De nouvelles manifestations s’annoncent en Roumanie
Les syndicalistes roumains reprennent leurs manifestations contre les politiques sociales et salariales du Gouvernement
Bogdan Matei, 02.02.2026, 13:38
Hausse de la TVA, augmentation des accises sur les carburants, impôts et droits de douane parfois de deux à trois fois plus élevés par rapport à l’année dernière, constante flambée des factures d’énergie et de gaz, inflation difficile à maîtriser – autant de problèmes que la société ressent en cette début d’année. D’ailleurs, cet hiver est particulièrement difficile en Roumanie. Par conséquent la reprise des manifestations était inévitable. Les syndicalistes contestent les politiques sociales et salariales de la coalition gouvernementale qui réunit le Parti Social-Démocrate, le Parti National Libéral, l’Union Sauvez la Roumanie et l’Union Démocrate Magyare de Roumanie.
L’Education
D’ailleurs, les syndicats de l’éducation recueillent déjà des signatures pour organiser une grève. Celle-ci aurait lieu pendant les simulations de l’examen du baccalauréat, prévues en mars. Les enseignants sont particulièrement mécontents de l’augmentation du nombre d’heures didactiques de 18 à 20 heures par semaine et de la baisse de leur rémunération par heure. Ils n’ont pas encore d’interlocuteur à la tête du ministère.
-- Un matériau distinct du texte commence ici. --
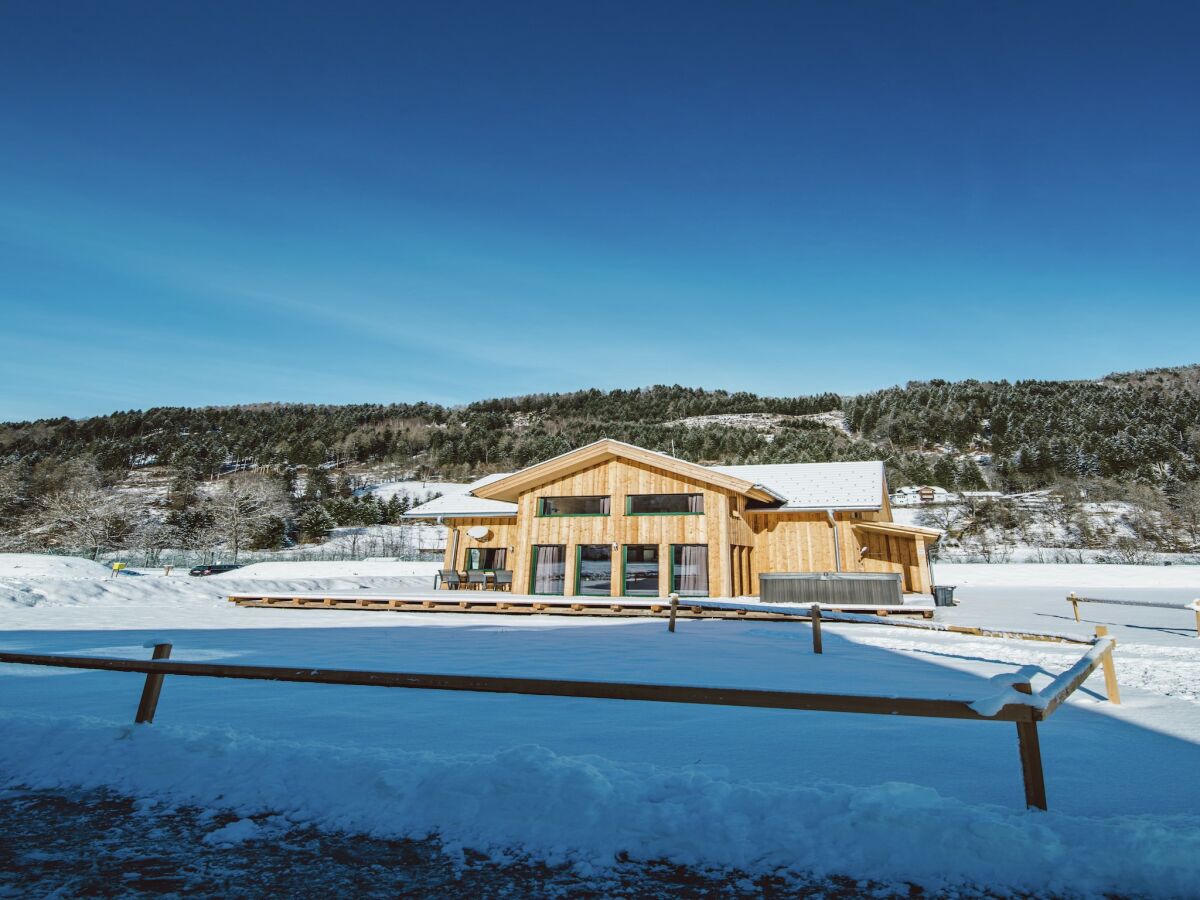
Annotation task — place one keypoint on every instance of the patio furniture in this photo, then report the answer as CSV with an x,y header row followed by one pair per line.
x,y
449,577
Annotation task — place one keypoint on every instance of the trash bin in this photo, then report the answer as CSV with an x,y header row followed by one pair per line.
x,y
943,594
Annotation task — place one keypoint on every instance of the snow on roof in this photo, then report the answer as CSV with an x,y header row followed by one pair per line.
x,y
804,485
463,503
817,485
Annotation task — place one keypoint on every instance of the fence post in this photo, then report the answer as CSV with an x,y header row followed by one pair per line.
x,y
151,689
1031,756
1110,671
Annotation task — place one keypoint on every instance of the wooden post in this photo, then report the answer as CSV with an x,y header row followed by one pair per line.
x,y
153,688
1110,671
1031,757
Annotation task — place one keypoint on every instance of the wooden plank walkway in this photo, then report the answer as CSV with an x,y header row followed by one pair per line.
x,y
498,604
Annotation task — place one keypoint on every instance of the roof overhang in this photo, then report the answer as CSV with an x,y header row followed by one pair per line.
x,y
513,486
895,528
459,515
La porte-parole du gouvernement, Ioana Dogioiu, a déclaré que le Premier ministre Ilie Bolojan soumettrait une proposition pour le poste de ministre de l’Education dans les plus brefs délais. « Je ne peux pas vous donner de date limite et, j’anticipe la question, il n’y a pas de nom », a déclaré Ioana Dogioiu qui a rappelé que le poste de ministre de l’Education était normalement assigné au Parti national libéral. Rappelons-le, à l’heure où l’on parle c’est le Premier ministre qui assure lui-même l’intérim au Ministère de l’Education, suite à la démission, en décembre dernier, de Daniel David, devenu l’un des ministres les plus impopulaires du gouvernement. D’ailleurs, la rentrée scolaire en Roumanie a été marquée par des manifestations d’enseignants, mécontents des modifications prévues dans le plan de réduction du déficit budgétaire, adopté par l’engagement de la responsabilité gouvernementale devant le Parlement. Le 8 septembre, les cours ont été suspendus dans certains établissements scolaires du pays et les enseignants ont refusé de participer aux festivités consacrées à la rentrée scolaire, mécontents de la surcharge de travail, du nombre élevé d’élèves par classe et de la baisse de leurs salaires. Plusieurs élèves les ont rejoints. Ils ont contesté les mesures d’austérité adoptées l’année précédente, qui ont entraîné la réduction du budget des bourses et la suppression de certaines réductions sur les transports en commun.
La santé
Les syndicalistes du secteur de la Santé menacent également de protester. Ils s’inquiètent des coupes budgétaires envisagées et craignent que la réduction de 10 % des dépenses de personnel dans le secteur public ne les concerne également. Les représentants du syndicat Sanitas envisagent donc de déclencher une grève générale, les services médicaux ne devant être assurés qu’en cas d’urgences graves. Le ministre de la Santé, Alexandru Rogobete, a déclaré qu’il n’était pas favorable à une réduction des salaires du personnel médical, mais qu’il préconisait une rémunération basée sur le mérite, reposant sur le travail effectué, sur les résultats obtenus et sur la responsabilité professionnelle.